Queen Soraya’s sleeveless dress curled and twisted and turned to ash, as did her shapely white arms and serious face. King Amanullah, her husband, burnt too, and all his medals with him. The whole line of kings spluttered on the fire, together with little girls in Afghan dress, Mujahedeen soldiers on horseback and farmers at a Kandahar bazaar.
The religious police went conscientiously to work in Sultan Khan’s bookshop that November afternoon. Any books portraying living things, be they human or animal, were torn from the shelves and tossed on the fire. Yellowed pages, innocent postcards, and dried-out covers from old reference books were sacrificed to the flames.

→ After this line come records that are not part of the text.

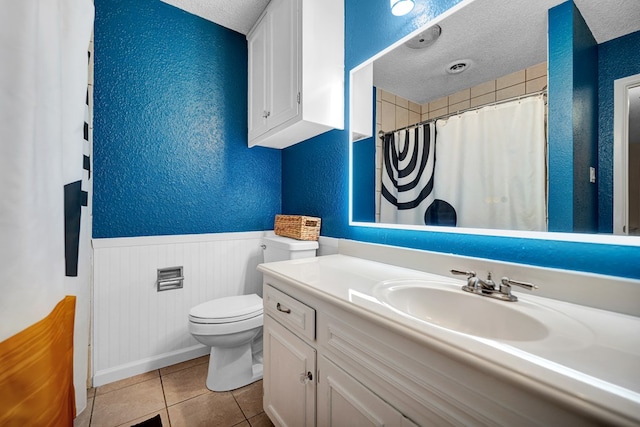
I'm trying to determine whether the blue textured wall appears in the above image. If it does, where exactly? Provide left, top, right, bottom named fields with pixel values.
left=598, top=31, right=640, bottom=233
left=282, top=0, right=640, bottom=278
left=548, top=2, right=598, bottom=233
left=93, top=0, right=281, bottom=237
left=547, top=2, right=574, bottom=231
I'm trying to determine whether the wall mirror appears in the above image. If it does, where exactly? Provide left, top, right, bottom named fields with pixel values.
left=350, top=0, right=640, bottom=245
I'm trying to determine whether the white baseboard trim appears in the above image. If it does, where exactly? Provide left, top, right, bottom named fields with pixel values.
left=93, top=344, right=210, bottom=387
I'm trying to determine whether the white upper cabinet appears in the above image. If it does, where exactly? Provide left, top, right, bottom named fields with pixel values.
left=247, top=0, right=344, bottom=148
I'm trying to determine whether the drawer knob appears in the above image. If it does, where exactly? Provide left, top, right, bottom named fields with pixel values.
left=300, top=371, right=313, bottom=385
left=276, top=303, right=291, bottom=314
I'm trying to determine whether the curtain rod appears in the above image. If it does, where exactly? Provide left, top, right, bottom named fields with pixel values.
left=378, top=86, right=547, bottom=139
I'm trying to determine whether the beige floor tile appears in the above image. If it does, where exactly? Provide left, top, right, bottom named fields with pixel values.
left=118, top=409, right=171, bottom=427
left=249, top=412, right=273, bottom=427
left=91, top=377, right=165, bottom=427
left=95, top=369, right=160, bottom=395
left=162, top=364, right=209, bottom=406
left=160, top=355, right=209, bottom=375
left=73, top=393, right=95, bottom=427
left=231, top=380, right=264, bottom=418
left=169, top=392, right=245, bottom=427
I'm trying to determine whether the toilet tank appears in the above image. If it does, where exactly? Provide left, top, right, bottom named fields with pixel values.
left=262, top=236, right=318, bottom=262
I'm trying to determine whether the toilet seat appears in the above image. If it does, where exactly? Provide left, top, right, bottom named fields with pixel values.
left=189, top=294, right=263, bottom=324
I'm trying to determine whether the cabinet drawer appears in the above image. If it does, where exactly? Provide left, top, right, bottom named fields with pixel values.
left=262, top=284, right=316, bottom=341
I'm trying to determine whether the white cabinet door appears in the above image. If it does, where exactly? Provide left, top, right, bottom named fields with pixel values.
left=267, top=0, right=300, bottom=129
left=318, top=356, right=415, bottom=427
left=247, top=0, right=300, bottom=140
left=263, top=316, right=316, bottom=427
left=247, top=11, right=271, bottom=139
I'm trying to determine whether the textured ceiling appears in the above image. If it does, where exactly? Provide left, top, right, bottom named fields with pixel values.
left=162, top=0, right=640, bottom=103
left=162, top=0, right=269, bottom=35
left=373, top=0, right=640, bottom=104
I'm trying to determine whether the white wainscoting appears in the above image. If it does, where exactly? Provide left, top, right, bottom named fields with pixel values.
left=92, top=232, right=265, bottom=386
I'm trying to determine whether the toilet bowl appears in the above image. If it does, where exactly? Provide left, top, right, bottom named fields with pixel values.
left=189, top=294, right=263, bottom=391
left=189, top=236, right=318, bottom=391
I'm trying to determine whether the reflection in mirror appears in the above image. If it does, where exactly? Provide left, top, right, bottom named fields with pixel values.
left=351, top=0, right=640, bottom=241
left=614, top=74, right=640, bottom=236
left=628, top=85, right=640, bottom=236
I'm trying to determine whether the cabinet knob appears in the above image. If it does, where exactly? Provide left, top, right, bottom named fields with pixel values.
left=300, top=371, right=313, bottom=385
left=276, top=303, right=291, bottom=314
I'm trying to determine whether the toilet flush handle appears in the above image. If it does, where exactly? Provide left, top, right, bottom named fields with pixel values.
left=276, top=303, right=291, bottom=314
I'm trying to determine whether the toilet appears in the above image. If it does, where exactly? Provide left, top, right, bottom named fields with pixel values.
left=189, top=236, right=318, bottom=391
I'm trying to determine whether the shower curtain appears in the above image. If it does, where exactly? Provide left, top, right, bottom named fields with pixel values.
left=433, top=96, right=546, bottom=231
left=380, top=125, right=435, bottom=225
left=0, top=0, right=93, bottom=426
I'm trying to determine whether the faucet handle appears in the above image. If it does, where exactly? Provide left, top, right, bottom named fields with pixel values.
left=501, top=277, right=538, bottom=291
left=449, top=270, right=476, bottom=279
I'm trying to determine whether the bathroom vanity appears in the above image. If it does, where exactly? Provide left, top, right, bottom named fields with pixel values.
left=258, top=254, right=640, bottom=426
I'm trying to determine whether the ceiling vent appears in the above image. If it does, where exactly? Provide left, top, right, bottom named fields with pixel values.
left=404, top=25, right=442, bottom=49
left=447, top=59, right=471, bottom=74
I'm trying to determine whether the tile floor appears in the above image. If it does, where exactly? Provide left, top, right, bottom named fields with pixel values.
left=74, top=355, right=273, bottom=427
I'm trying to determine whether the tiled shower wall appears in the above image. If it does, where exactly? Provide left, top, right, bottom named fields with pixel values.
left=375, top=62, right=547, bottom=222
left=93, top=232, right=264, bottom=386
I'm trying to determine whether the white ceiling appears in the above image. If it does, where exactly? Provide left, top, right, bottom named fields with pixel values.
left=374, top=0, right=640, bottom=104
left=162, top=0, right=269, bottom=35
left=162, top=0, right=640, bottom=103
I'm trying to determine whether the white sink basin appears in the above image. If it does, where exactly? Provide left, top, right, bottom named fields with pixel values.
left=374, top=279, right=549, bottom=341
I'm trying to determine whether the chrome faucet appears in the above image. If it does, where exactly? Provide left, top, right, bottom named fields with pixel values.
left=451, top=270, right=538, bottom=302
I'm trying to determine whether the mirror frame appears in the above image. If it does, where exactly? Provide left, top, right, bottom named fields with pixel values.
left=349, top=5, right=640, bottom=246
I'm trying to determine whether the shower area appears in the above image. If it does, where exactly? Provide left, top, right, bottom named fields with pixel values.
left=0, top=0, right=94, bottom=425
left=375, top=62, right=547, bottom=231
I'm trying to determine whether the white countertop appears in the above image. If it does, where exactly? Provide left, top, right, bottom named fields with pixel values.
left=258, top=255, right=640, bottom=424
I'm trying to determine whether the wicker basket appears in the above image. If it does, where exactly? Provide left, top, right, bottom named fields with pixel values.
left=274, top=215, right=320, bottom=240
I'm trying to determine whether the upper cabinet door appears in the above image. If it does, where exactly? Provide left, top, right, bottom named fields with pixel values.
left=247, top=0, right=344, bottom=148
left=267, top=0, right=300, bottom=128
left=247, top=12, right=271, bottom=140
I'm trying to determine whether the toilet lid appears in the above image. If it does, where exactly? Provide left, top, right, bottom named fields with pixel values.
left=189, top=294, right=262, bottom=323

Amidst the children round the bonfire stood the foot soldiers of the religious police, carrying whips, long sticks and Kalashnikovs. These men considered anyone who loved pictures or books, sculptures or music, dance, film or free thought enemies of society.
Today they were interested only in pictures. Heretical texts, even those on the shelves right in front of their eyes, were overlooked. The soldiers were illiterate and could not distinguish orthodox Taliban doctrine from heresy. But they could distinguish pictures from letters and animate creatures from inanimate things.
Finally only ashes remained, caught by the wind and swirled with the dust and dirt in the streets and sewers of Kabul. The bookseller, bereft of his beloved books, was bundled into a car, a Taliban soldier on either side. The soldiers closed and sealed the shop and Sultan was sent to jail for anti-Islamic behaviour.